Once every generation there is a defining political romance which spans the Atlantic. In the Eighties it was the ideological partnership of Reagan and Thatcher, but we have a transatlantic double-team fit for the age of populism – the establishment bashing, double-breasted blazer donning duo of US President Donald Trump and Great Britain’s Nigel Farage.
Tonight, from 6pm on LBC Radio, Nigel hosted his friend and fellow terror of the elites, President Trump for a conversation about (you guessed it) Brexit, among other things. Whatever else the conversation was, it was a real coup not only for Farage, but also for LBC.
The conversation had a clubhouse kind of feel to it. If the sound of the phone line didn’t give away that Trump was calling from thousands of miles away, the tone of the chit chat might have fooled you that they were two pals catching up at the golf club boozer, one called “The Nineteenth Hole” or the “Ol’ Swingers’ Inn”.
When the conversation turned to Prime Minister Boris Johnson, the President spoke as if he was building business bridgeheads in the locker room, telling his pal Farage that
“I know that you and him will end up doing something that could be terrific if you and he get together as, you know, an unstoppable force.”
When the President called Johnson “a fantastic man”, you could just imagine him patting his pal on the back while Nigel silently seethes with envy through wafting mists of cigar smoke and stale laughter.
There was even innuendo – in a line worthy of Sid James in any Carry On film, the President complimented Nigel on his negotiation skills: “I always thought you had a little bit of a magic wand, but they never used it. You know what I’m talking about.”

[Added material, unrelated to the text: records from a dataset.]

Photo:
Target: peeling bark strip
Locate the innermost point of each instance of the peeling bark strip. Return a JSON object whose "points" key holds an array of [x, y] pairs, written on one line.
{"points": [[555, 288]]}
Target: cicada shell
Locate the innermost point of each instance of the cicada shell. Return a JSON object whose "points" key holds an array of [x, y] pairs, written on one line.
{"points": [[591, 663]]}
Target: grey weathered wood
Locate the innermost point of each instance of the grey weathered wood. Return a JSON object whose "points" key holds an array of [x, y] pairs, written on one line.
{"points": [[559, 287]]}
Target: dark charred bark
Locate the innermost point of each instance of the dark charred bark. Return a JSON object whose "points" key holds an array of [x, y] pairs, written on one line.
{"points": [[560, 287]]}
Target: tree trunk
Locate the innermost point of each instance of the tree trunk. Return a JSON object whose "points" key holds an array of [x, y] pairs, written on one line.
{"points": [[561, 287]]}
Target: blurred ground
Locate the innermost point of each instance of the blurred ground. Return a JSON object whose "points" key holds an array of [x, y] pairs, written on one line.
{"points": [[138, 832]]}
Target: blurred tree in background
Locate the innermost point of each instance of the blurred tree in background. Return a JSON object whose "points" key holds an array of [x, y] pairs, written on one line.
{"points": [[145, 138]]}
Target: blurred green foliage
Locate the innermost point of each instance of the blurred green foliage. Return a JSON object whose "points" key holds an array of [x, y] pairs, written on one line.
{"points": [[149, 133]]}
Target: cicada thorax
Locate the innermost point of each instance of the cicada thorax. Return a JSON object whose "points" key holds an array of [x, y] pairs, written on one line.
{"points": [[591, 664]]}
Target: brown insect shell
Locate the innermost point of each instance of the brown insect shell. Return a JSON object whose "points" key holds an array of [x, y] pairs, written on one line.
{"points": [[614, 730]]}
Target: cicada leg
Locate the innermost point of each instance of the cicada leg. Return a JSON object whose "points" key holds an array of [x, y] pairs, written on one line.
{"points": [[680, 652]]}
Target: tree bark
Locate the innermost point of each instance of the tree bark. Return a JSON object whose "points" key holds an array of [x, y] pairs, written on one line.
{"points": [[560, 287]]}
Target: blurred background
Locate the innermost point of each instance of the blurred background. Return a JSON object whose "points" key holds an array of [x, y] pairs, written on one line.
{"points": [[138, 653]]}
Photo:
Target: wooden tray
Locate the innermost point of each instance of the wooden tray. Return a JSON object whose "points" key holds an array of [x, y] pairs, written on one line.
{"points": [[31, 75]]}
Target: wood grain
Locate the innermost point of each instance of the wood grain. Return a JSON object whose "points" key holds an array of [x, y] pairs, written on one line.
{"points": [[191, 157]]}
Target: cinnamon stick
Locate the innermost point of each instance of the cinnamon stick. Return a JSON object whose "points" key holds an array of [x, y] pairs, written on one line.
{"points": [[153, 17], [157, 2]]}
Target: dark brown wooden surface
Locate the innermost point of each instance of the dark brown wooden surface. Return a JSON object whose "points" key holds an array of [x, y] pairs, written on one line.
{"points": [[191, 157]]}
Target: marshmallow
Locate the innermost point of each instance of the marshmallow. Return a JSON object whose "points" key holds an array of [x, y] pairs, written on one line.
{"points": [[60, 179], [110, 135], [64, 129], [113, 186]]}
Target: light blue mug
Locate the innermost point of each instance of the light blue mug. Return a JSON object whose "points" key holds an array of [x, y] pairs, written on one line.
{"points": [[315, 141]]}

There was, of course, the expected Corbyn bashing, and he dismissed out of hand fears that any trade deal with the UK would lead to the privatisation of the NHS as a Corbynista ploy. He objected
“Not at all. We wouldn’t be involved in that no. It’s not for us to have anything to do with your health care system. No, we’re just talking about trade.”
Convivial banter and Corbyn bashing aside, Farage’s interview revealed some of the serious dilemmas which he is facing in the upcoming Christmas election. His conversation with the President comes at a time when he and the Brexit party are divided over how they should approach their campaign.
Farage was notably caught in a double-bind when it came to discussing Boris Johnson’s Brexit deal and the President’s personal praise for the Prime Minister himself. The President made it clear that he wanted more trade with Britain than was possible under Johnson’s deal.
“We want to do trade with UK and they want to do trade with us. To be honest with you… this deal… under certain aspects of the (Brexit) deal… you can’t do it, you can’t do it, you can’t trade…We can’t make a trade deal with the UK because I think we can do many times the numbers that we’re doing right now and certainly much bigger numbers than you are doing under the European Union.”
But he also expressed much admiration for Johnson’s resolve and negotiating strategies. He cautioned, with his typically expansive vocabulary: “Corbyn would be so bad for your country, so bad. He’d take you in such a bad way. He’d take you in such bad places.”
In his own irreverent, bumbling way the US President touched on the heart of the Brexit Party’s existential dilemma – whether to proudly fight on against Johnson in the election, risk splitting the Leave vote, and let in Jeremy Corbyn, or to swallow pride and do a deal with the Tories.
That, in the end, is the Brexit party question.